Among all these, here’s a smart skin that scores with a decisive advantage: the sensory nanorods – the “smart core” of the material – are produced using a vapor-based manufacturing process, which is already an established process in production plants for integrated circuits. The production of smart skin can thus be easily scaled up and implemented easily.

Anna Maria Coclite, a researcher of the Institute of Solid State Physics at TU Graza says material with such multisensory properties is “a kind of ‘Holy Grail’ in medical technology using intelligent artificial materials. Especially, robotics and smart prosthetics would benefit from a better integrated, more precise sensing system similar to human skin, she says.

Coclite has recently succeeded in developing the three-in-one hybrid material “smart skin” using a novel process, as per the research publication in the journal Advanced Materials Technologies.

With 2,000 individual sensors per square millimeter, they found this hybrid smart skin is even more sensitive than a human fingertip. Each of these sensors consists of a unique combination of materials: a smart polymer in the form of a hydrogel inside and a shell of piezoelectric zinc oxide.

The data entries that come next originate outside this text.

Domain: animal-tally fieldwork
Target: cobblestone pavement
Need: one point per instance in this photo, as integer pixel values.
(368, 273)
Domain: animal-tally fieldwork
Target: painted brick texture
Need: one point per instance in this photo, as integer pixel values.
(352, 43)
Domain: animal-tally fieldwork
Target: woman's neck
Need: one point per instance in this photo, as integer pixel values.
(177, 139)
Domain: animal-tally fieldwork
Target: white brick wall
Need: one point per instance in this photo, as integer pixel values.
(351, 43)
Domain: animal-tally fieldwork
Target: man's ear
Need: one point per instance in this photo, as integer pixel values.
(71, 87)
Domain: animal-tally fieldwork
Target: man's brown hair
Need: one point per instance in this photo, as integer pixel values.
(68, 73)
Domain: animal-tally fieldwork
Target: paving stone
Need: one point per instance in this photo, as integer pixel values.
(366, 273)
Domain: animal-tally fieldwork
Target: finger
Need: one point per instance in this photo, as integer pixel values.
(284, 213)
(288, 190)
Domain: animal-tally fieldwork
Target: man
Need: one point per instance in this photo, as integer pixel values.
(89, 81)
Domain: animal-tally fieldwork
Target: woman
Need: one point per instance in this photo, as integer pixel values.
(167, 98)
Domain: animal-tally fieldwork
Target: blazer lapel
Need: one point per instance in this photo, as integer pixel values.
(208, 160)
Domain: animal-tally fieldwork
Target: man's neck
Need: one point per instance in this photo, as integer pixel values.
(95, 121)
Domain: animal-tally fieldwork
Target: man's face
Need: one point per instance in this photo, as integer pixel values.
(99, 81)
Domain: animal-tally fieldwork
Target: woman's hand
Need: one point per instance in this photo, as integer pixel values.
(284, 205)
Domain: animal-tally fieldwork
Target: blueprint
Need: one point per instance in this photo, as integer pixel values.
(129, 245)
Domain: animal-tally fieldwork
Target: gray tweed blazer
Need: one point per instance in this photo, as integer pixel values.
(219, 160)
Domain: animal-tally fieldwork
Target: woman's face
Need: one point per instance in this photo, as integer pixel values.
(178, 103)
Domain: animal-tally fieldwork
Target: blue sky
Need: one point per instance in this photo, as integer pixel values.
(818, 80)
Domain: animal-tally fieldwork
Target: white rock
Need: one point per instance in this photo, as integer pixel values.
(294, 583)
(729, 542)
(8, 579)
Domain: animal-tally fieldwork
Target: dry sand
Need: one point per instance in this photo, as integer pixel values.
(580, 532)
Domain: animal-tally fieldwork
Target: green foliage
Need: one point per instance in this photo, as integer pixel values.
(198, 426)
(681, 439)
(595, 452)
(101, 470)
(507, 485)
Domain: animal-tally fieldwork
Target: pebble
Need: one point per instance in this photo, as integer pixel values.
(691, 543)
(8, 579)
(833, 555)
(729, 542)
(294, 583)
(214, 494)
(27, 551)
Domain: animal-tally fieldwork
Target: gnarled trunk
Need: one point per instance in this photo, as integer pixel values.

“The hydrogel can absorb water and thus expands upon changes in humidity and temperature. In doing so, it exerts pressure on the piezoelectric zinc oxide, which responds to this and all other mechanical stresses with an electrical signal,” says Anna Maria Coclite.

The result is a wafer-thin biofilm that reacts simultaneously to force, moisture and temperature with extremely high spatial resolution and emits corresponding electronic signals.

Read: Pressure-sensitive medical adhesives: In search of the holy grail (August 13, 2022)

“The first artificial skin samples are six micrometers thin, or 0.006 millimeters. But it could be even thinner,” she says. In comparison, the human epidermis is 0.03 to 2 millimeters thick. The human skin perceives things from a size of about one square millimeter. The individual sensor layers are very thin and at the same time equipped with sensor elements covering the entire surface.

The smart skin has a resolution that is a thousand times smaller and can register objects or microorganisms that are too small for human skin. This was made possible by researchers who combined three known methods from physical chemistry for the first time – a chemical vapor deposition for the hydrogel material, an atomic layer deposition for the zinc oxide and nanoimprint lithography for the polymer template.

The properties of smart skin are now being optimized even further as Coclite and her team want to extend the temperature range to which the material reacts and improve the flexibility of the artificial skin.